GL: We are also learning what it is about a patient’s melanoma that makes them get advanced disease. Is there something we can do earlier or some risk feature we can identify earlier before they even get melanoma? If they do, what can we do to prevent it becoming Stage IV? I'd love to be able to not even have melanomas in our lives... to put ourselves out of a job!
You've been described as the next generation of melanoma luminaries. How do you juggle the demands of family with your work?
GL: I don't! It's really hard – I have to be frank. It's really hard to have an active productive career and be there as much as you would like for others in your family. I have a very supportive husband who does the lion's share of domestic duties and looking after the children, taking them here and there, etc. I don't get as much time as I would like with my kids, unfortunately. I'm trying really hard, but it's a really difficult juggling act. I'm often working late at night and going to bed late.
You've got to eat well, exercise and sleep well so that what time you do have with your family is good time, that you're not run ragged. Exercise is critical for me so that I can stay on top of things. Basketball is fun for me, but I also swim, run and have just started cycling. And I've just started classical dancing too!
RS: I don't juggle family and work very well. You do your best to try and fit everything in but it is impossible. Like Georgina, I have a supportive partner. Katie works part time so it is a challenge to try and run our household, keep our energetic three kids well, happy and engaged, and find time for ourselves and each other. Taking a family holiday together is a must to recharge the batteries and spend time together without the normal distractions of our daily lives.
Georgina and I are both very focused and driven people. To fit everything in you have to be organised, be able to multitask, make decisions and be able to move on from them.
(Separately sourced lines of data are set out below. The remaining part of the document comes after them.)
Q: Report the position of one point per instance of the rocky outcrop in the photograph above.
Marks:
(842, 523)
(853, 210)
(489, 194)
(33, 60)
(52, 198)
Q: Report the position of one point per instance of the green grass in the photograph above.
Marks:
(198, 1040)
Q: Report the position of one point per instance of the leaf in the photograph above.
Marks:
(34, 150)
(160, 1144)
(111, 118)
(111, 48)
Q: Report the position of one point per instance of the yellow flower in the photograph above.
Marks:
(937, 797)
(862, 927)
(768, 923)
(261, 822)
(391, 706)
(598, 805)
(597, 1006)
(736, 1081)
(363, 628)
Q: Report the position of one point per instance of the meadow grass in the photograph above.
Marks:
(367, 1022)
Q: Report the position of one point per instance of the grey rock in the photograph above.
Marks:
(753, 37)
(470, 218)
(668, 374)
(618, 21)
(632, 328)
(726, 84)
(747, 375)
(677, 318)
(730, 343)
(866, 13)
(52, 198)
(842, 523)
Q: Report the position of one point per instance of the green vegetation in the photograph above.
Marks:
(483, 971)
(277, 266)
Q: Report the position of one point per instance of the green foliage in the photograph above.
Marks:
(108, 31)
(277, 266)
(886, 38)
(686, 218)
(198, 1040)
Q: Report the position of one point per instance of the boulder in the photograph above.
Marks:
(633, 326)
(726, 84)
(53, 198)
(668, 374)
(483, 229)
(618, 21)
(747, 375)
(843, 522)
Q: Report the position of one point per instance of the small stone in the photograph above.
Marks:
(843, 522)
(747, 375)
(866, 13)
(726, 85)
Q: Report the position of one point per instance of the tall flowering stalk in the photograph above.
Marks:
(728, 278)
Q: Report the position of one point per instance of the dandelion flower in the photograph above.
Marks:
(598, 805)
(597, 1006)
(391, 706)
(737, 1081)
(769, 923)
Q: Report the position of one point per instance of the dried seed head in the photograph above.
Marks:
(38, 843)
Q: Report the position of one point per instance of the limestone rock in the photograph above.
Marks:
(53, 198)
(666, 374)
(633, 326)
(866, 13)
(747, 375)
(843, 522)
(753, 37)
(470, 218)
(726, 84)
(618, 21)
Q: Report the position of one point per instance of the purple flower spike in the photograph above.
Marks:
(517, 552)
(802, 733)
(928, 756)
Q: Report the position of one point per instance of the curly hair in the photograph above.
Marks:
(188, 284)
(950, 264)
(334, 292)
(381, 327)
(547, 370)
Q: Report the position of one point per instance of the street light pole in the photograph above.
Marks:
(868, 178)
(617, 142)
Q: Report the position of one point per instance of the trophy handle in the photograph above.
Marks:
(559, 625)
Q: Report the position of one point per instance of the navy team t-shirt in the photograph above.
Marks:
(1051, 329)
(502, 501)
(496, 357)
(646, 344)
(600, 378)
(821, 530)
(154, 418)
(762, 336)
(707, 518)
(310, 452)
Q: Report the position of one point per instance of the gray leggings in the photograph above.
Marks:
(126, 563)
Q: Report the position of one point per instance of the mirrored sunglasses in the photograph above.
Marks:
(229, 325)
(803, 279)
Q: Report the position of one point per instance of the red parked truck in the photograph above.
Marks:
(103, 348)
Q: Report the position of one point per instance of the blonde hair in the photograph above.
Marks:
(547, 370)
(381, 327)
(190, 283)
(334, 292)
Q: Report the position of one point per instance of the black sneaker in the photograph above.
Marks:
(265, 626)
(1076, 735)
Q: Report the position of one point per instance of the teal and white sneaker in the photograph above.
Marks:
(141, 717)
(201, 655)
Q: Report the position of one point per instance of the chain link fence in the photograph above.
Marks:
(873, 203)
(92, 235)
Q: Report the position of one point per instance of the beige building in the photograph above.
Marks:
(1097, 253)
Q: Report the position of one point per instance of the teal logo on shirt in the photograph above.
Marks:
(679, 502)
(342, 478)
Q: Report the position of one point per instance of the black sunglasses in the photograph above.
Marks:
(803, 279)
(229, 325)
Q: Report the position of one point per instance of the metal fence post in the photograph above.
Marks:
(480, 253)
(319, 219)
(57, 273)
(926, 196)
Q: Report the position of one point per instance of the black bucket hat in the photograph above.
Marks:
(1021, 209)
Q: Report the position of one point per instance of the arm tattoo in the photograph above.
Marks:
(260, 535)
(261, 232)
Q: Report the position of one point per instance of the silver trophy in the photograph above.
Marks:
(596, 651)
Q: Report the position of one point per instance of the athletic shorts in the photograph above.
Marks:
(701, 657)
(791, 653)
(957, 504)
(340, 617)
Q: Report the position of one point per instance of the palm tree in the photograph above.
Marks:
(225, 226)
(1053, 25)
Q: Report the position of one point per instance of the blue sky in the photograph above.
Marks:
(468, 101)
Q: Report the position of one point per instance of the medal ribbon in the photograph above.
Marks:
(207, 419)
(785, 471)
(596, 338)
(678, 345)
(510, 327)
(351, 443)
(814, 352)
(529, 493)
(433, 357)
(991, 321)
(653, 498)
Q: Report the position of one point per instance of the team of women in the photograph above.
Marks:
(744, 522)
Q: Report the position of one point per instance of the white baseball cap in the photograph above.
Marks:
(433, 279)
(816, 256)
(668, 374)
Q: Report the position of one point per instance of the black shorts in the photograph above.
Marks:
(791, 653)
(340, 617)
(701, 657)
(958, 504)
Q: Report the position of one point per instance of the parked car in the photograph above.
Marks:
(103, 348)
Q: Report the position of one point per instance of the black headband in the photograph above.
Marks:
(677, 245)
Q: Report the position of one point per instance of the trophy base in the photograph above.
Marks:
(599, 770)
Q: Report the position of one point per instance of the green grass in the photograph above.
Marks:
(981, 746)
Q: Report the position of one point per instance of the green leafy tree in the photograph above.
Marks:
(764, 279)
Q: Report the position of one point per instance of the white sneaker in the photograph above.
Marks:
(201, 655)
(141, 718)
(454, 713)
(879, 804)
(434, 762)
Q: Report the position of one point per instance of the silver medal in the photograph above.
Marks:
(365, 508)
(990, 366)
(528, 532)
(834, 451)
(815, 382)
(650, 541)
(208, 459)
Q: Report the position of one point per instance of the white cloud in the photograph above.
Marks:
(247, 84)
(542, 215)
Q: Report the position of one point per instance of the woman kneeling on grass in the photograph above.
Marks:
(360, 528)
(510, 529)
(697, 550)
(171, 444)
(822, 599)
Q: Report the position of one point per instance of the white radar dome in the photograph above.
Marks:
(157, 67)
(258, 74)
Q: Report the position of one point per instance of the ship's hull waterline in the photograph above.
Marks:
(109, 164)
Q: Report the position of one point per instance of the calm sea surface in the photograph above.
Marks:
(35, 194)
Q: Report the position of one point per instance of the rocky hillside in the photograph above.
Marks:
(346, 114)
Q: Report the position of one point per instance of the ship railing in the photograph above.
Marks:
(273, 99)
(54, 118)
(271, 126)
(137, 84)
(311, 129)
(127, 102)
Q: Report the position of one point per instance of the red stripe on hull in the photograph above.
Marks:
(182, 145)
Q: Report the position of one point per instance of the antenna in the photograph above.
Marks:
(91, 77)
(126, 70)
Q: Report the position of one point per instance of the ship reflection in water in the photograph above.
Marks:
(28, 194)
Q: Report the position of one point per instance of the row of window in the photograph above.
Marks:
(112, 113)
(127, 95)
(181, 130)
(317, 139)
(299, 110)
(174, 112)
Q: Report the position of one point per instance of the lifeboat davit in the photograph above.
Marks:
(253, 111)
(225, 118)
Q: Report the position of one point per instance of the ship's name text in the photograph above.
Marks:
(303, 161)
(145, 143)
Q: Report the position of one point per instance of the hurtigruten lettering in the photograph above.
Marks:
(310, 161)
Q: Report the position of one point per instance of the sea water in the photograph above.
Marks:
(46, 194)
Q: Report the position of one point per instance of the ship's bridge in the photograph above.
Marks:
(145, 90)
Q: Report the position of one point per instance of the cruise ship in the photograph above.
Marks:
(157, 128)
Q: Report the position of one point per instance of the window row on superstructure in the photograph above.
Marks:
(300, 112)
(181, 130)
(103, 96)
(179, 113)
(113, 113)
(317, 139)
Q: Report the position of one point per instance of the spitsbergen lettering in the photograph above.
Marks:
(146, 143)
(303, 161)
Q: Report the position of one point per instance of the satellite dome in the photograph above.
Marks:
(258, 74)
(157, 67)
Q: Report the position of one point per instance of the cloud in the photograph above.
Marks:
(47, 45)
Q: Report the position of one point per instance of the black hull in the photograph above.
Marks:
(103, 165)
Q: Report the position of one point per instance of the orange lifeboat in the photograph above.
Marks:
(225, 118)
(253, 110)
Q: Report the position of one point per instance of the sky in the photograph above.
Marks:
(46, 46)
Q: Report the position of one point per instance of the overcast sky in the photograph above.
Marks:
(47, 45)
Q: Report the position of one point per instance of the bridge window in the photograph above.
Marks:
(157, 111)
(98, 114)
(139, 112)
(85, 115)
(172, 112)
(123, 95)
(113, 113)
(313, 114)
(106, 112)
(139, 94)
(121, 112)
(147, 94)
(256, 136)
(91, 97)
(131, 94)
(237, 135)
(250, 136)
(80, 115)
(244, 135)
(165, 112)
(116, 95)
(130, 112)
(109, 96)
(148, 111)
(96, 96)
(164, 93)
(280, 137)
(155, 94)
Otherwise you won’t fit things in.
In the last few years, I've got back into doing triathlons.
GL: Got back into it! He’s represented Australia at the World Championships!
RS: I used to do triathlons when I was younger, but then I had kids and stopped exercising. But then I decided I needed to get back to it. My kids are pretty sporty and I have fun competing against them and their friends at swim club and racing them at Parkrun on Saturdays. As a kid growing up in Tassie, Aussie Rules footy was my passion and I kept playing ‘til I was about 30. These days I barrack for the Sydney Swans (my family calls me a “turncoat”) and my kids and I love going to watch them play. My Dad played football at the top level, so sport is in the blood. In fact, he was disappointed that I did medicine instead of being a professional footballer (not that I was good enough)!
In five years’ time, where do you see melanoma research heading?
GL: At the moment, we think 30-40% of patients with Stage IV melanoma (melanoma that has spread to distant organs e.g. brain, liver or lungs) have excellent long-term survival. This is what we call the ‘plateau’ on the survival curve. I want to see this ‘plateau’ or long-term survivors increase to near 100%, but realistically, in five years I reckon we'll see it well above 50%.
RS: Even if we haven’t eradicated melanoma in the next five years, I’d like to think we can control it long term so people don’t die of this disease.
What would you like to be known for at the end of your career in melanoma research?
GL: Quite simply, I want to make a difference. Contribute, and make a difference.
RS: Making a difference to patients and to the disease globally. And also to your junior colleagues.